Ham is just a ham until you slather it with a flavorful glaze and serve it as a main course. After melting 1/2 cup butter and 1 cup brown sugar, you may add the following flavorings to your ham glaze: Pour the glaze over the ham after simmering it for 5-7 minutes or until it thickens.
· Cinnamon and cloves: Add 1/2 teaspoon of cinnamon and a sprinkle of ground cloves to 1/2 cup freshly squeezed orange juice.
· Cinnamon and ground cloves may be added to the pineapple juice to make it sweeter, as well as 1/2 cup of pineapple juice. Crushed pineapple may also be used for additional texture.
· Use 2 tablespoons of Dijon or grainy mustard and half a teaspoon of garlic powder for the mustard.
· Nutmeg and ground cloves into the apple cider and mix well.
A ham rub’s instructions for cooking
You may also create a ham rub if you don’t want to cover your ham with a glaze. Make a mixture of brown sugar, 1 1/2 tablespoons of paprika, 1 tablespoon of smoked paprika, 2 teaspoons black pepper, 1 teaspoon kosher salt, 2 teaspoons garlic, 1 teaspoon onion, and 1 teaspoon mustard powder by combining the following: Bake your ham as indicated after applying the rub.
Recipe of baked ham
· 8 lb. bone-in spiral cut ham
· 1/2 cup butter
· 1/2 teaspoon cinnamon
· 1 cup brown sugar
· 1/2 cup apple cider
· Cranberries and herbs for garnish
· Cooking spray
· Pinch of nutmeg
· Pinch of ground cloves
· 350 degrees Fahrenheit in the oven is the ideal temperature for baking. Spray a baking pan with cooking spray before using it in the oven.
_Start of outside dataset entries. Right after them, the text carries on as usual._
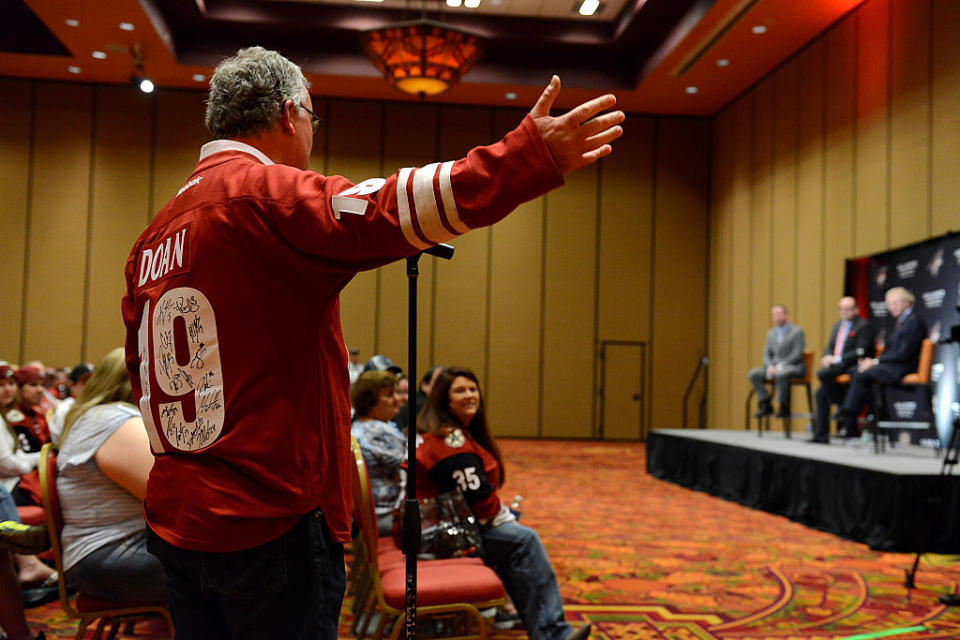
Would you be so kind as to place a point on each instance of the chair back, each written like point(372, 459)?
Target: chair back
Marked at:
point(925, 363)
point(53, 518)
point(363, 506)
point(808, 363)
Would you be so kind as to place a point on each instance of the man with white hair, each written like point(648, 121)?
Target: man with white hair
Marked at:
point(900, 356)
point(235, 349)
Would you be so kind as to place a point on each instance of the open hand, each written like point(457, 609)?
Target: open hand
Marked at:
point(580, 136)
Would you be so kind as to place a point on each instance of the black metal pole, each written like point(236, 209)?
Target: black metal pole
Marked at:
point(411, 511)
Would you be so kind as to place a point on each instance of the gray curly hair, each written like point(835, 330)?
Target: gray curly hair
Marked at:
point(248, 91)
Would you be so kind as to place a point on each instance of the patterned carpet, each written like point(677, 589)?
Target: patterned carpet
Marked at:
point(643, 559)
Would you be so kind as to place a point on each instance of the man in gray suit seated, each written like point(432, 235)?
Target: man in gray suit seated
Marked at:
point(782, 360)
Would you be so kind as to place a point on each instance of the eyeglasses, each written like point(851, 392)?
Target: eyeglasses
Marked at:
point(314, 118)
· Gather your ingredients for a potpourri in a single bowl. Place the saucepan over medium-high heat.
· Simmer the mixture for 5-7 minutes, or until the glaze is thick and syrupy.
· Mix up half of the glaze and pour it over ham before placing it in the pan. Wrap the ham in foil and bake it. Keep the rest of the glaze for later.
· Bake the ham in the oven for two and a half hours. Remove the ham from its casing.
· Make sure the ham is covered with the remaining glaze. Microwaving the glaze for a few seconds might help soften it back up if it has become too hard to spread.
· Cooking at 400 degrees Fahrenheit should be your goal.
· Uncover the ham and bake it in a preheated oven. When the glaze begins to caramelize and brown, continue baking for another 15 to 20 minutes.
· Serve the ham with fresh herbs and cranberries on a serving plate. Toss the ham with some of the pan juices. Serve the ham by slicing it.
Check out the other ham recipes here.
Other FAQs about Ham that you may be interested in.
In this brief guide, we answered the query, “How long does a ham need to cook?” and discussed tips to properly cook a ham.
- Hams and Food Safety. United States Department of Agriculture. 2016.
- Cheng, Qiaofen, Da-Wen Sun, and Amalia GM Scannell. Feasibility of water cooking for pork ham processing as compared with traditional dry and wet air cooking methods. J Food Eng, 2005, 67, 427-433.